I would like only to add to %C that, more exactly, it could be proved that, for m=a(n), A_n(m)=Fibonacci(m)-1.
Regards,
Vladimir
----- Original Message -----
From: Richard Mathar <mathar at strw.leidenuniv.nl>
Date: Monday, June 28, 2010 15:30
Subject: [seqfan] Re: A (new) sequence connected with Fibonacci numbers and Golden ratio
To: seqfan at seqfan.eu
>
> The problem with this variant is:
> i) The formula apparently concerns the fibonacci numbers, so it
> should not be here but in A000045
> ii) "decimal sign" is not defined
> iii) "nint" is usually "round" (see the OEIS FAQ)

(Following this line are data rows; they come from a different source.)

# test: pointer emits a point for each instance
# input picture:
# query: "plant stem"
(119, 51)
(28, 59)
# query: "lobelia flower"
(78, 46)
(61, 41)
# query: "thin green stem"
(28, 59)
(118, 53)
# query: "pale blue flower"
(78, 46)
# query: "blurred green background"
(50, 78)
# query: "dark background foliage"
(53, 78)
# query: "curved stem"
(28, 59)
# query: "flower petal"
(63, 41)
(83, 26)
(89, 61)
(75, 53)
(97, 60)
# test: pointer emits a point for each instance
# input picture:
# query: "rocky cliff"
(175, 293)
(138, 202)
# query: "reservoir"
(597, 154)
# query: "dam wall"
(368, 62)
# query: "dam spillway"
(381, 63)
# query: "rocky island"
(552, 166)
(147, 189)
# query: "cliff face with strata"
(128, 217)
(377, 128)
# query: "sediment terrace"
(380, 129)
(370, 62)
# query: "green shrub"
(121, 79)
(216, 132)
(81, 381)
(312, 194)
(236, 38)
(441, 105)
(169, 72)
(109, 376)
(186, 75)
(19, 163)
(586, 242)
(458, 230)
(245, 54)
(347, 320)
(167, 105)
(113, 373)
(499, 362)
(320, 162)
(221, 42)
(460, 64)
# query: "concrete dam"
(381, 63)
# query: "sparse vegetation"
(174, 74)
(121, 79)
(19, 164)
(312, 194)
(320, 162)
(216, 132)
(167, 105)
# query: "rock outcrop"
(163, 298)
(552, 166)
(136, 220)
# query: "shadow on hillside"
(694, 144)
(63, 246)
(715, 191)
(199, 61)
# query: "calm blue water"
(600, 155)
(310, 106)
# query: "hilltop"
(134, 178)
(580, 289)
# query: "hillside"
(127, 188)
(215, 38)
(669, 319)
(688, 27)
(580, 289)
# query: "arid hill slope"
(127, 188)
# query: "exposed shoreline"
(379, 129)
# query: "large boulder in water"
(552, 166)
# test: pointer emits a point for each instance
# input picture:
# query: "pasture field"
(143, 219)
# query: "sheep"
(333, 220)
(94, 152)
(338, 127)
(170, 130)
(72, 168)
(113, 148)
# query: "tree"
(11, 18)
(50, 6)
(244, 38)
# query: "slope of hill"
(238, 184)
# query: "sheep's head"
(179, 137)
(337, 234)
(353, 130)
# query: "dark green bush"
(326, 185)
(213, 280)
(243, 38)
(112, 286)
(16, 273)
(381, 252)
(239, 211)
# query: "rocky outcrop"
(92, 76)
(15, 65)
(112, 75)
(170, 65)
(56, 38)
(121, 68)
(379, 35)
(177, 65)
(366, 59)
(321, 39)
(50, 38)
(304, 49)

> iv) LaTeX backslash notation is useless. (This is not a Latex,
> nor a Mma database.)
> v) The base keyword is clearly missing.
> The more basic problem is that no answer is given to the
> question why one would
> try to define an "almost" Fibonacci sequence based on some
> almost arbitrary
> manipulation of the base-10 representation of the golden ratio.
> Anyway, a proposal for a refined version is:
>
>
> %I A179057
> %S A179057 9,9,13,19,23,29,33,42
> %N A179057 a(n) is the smallest argument m for which an
> auxiliary sequence A_n(m) differs from Fibonacci(m).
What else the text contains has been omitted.